# Underbite Question



## BlueHeronFarm (Oct 26, 2007)

We have two yearlings that have a little underbite. It is silly looking, but not an issue with eating, etc. Comes from their dad's line.

This year, we had a doeling form the same line born with one - big enough to make me wonder how big is too big. She is still only 3 days old and I don't know if they grow more pronounced or less. (We got the ones we have at 9 days, so don't know how severe they looked at birth.)She was born with her tongue hanging out and it still flops out sometimes. She still has a little trouble getting it under the nipple on the lambar - but eats fine from a bottle and can do lambar, but not well enough to make me really happy.

I'm just wondering if I should expect this to get better or worse. If worse, we would probably want to cull her.


----------



## goatsareus (Jan 21, 2008)

I had two deformities this year, never had any before. One is what I would call a severe underbite, on a wether. It has gotten less severe with age, he was born March 5. His lines have no known history of this. Since he will be hamburger, we are not concerned. It does not affect his ability to nurse.
The other deformity was a doe kid born with 3 feet. No sign of a 4th foot, just absent at birth. Her history is not known, the mom was given to me when she was 2 months pregnant. Previous owner said no meds, other than wormers, were ever given to this first freshener.


----------



## Faithful Crown Nubians (Dec 5, 2007)

Wow. I bet that was a shock when she only had 3 legs. Was she born alive?


----------



## Sondra (Oct 25, 2007)

underbite get rid of them I have like a 4 yr old that you can't keep weight on for love nor money she is going to the butcher this week for dog bones as they isn't much meat on her at all been dry for a year.


----------



## goatsareus (Jan 21, 2008)

Faithful Crown Nubians said:


> Wow. I bet that was a shock when she only had 3 legs. Was she born alive?

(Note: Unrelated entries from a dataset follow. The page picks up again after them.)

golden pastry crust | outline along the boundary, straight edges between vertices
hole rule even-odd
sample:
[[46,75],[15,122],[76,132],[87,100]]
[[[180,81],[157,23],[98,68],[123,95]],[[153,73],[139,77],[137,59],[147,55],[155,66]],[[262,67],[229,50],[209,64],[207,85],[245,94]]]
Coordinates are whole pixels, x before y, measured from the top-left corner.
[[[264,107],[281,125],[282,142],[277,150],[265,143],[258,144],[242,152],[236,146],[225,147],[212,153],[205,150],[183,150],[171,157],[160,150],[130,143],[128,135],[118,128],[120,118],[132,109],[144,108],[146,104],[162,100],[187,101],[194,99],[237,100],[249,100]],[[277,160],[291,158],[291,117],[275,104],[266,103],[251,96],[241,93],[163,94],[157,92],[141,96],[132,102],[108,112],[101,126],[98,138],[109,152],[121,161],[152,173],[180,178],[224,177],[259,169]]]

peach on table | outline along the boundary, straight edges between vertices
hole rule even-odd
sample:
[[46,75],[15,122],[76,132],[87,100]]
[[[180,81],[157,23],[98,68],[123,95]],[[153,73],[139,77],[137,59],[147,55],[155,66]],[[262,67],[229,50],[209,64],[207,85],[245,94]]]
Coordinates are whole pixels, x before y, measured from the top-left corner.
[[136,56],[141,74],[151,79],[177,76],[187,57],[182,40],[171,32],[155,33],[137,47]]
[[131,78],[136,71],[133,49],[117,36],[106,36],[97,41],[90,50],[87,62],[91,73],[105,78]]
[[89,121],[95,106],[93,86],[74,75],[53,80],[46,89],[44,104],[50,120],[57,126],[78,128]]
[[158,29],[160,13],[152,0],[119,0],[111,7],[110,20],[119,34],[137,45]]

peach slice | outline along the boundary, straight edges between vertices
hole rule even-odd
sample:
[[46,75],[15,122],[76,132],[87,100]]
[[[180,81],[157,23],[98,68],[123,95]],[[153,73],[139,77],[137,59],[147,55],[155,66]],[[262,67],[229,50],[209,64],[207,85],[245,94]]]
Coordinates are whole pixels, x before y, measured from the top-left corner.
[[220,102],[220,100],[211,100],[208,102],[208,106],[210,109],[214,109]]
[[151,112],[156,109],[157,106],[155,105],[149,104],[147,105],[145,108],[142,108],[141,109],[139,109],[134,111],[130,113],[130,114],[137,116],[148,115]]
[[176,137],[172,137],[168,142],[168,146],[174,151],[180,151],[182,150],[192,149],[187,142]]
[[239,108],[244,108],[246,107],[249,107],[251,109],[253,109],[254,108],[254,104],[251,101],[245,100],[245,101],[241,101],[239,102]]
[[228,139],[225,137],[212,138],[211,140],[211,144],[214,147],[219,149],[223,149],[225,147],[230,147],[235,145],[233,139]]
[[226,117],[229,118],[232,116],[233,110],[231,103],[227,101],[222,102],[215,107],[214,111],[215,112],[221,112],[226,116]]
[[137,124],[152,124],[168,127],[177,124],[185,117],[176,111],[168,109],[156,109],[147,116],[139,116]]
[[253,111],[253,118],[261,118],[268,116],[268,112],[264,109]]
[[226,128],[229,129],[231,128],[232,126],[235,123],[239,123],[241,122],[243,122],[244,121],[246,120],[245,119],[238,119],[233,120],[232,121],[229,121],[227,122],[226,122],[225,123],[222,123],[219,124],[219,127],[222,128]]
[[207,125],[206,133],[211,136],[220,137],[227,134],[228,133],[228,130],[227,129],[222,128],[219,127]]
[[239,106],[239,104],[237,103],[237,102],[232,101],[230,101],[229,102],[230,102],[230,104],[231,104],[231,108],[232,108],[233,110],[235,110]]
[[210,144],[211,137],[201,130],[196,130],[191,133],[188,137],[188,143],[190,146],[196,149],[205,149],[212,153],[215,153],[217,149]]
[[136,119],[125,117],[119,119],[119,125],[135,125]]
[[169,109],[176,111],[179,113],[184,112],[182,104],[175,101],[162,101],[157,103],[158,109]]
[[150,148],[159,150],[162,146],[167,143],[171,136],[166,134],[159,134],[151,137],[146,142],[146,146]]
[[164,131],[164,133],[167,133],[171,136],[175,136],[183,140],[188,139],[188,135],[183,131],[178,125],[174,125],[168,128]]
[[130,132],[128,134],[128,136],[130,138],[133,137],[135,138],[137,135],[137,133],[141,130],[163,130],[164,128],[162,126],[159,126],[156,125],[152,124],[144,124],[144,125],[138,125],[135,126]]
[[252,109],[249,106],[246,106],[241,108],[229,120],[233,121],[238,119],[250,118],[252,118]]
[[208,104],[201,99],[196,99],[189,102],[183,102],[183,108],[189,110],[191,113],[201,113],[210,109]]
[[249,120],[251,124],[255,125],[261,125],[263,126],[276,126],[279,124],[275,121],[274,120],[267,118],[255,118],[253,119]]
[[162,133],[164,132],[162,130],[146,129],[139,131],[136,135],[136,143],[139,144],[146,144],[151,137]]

Yes she was/is. The dam is 50% Nubian 50% Saanen who was bred to a purebred Saanen. She had 2 doe kids. The 3 footed doe kid looks to be almost true Saanen (erect ears and dish face) whereas the other doe kid has airplane ears and flat face. By accident we have experience with a 3 legged goat so we knew she would adapt. She is a real sweet heart, so loving.

And, yes it was a shock.


----------



## Halo-M Nubians (Oct 26, 2007)

I have a do with a "smile"..did I cull her no..She has to many good traits and I will tolerate it in my herd in exchange for those. It is not severe and it does not interfere with eating, no tongue visible so perhaps you are dealing with a more extreme example. Will I try and breed away from it-Definitely!! With nubians I know there are differing opinions on how much of a fault it is. For me I make my judgment on an individual basis.


----------



## BlueHeronFarm (Oct 26, 2007)

I'll take a photo and get more opinions.

Our two yearlings with the "smile" are just fine. Their sire (who passed it along) is from a milky line and this doe that just freshened looks very promising. (Sister to one of our smilers)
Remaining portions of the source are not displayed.